There is a tweaking tool called vl-QwikPicks that helps organize the Gslapt lists so you can see all the applications in a particular category. This is nice, but only helps when installing. You still need Gslapt to update or uninstall applications.
In addition to vlQwikPicks, Vector also features its administrative tool, VASM. There are 2 versions, the only difference being the skin:
For printing, you can try using the CUPS web tool or install “hplip” and use that. The latter almost worked perfectly, however the listing of PPD files failed and when I tried to browse for them, it returned me back to the initial wizard screen.
Vector does recognize DVDs that are inserted, and you can play them in either MPlayer or VLC (the latter is not initially installed), However, I couldn’t get game and music CDs to be seen at all. (I didn’t spend too much time trying to fix that issue).

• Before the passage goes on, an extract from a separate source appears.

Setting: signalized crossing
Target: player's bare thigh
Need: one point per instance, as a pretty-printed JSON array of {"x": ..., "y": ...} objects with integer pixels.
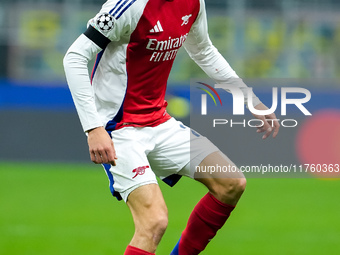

Unlike Zenwalk, Vector has the current (13.37) Slackware mirrors available in their list of repositories (must be enabled), to expand the selection of software. Although GSlapt is a fairly good installation tool, it does occasionally have dependency problems, where applications can’t be updated because some file is not found in the repository. Also, speeds often seem slow (under 100kb/s to download), with no tool to automatically find the closest mirror.
In conclusion, Vector, like Salix (and to some extent Zenwalk), is a distribution with a lot of potential. Being based on Slackware gives it stability, while keeping quite current with applications. But the community seems small, and may not have the manpower to offer a truly compelling alternative to the more popular Linux distributions such as Ubuntu or Fedora. Vector has a reputation for working well on older or more limited hardware, which I didn’t have a chance to test.
Fedora 16 is scheduled for release on the 8th of November. During the next few weeks I plan to use it full time on my laptop so I can evaluate GNOME 3.2 and see how Fedora differs from Linux Mint, still my preferred version of Linux.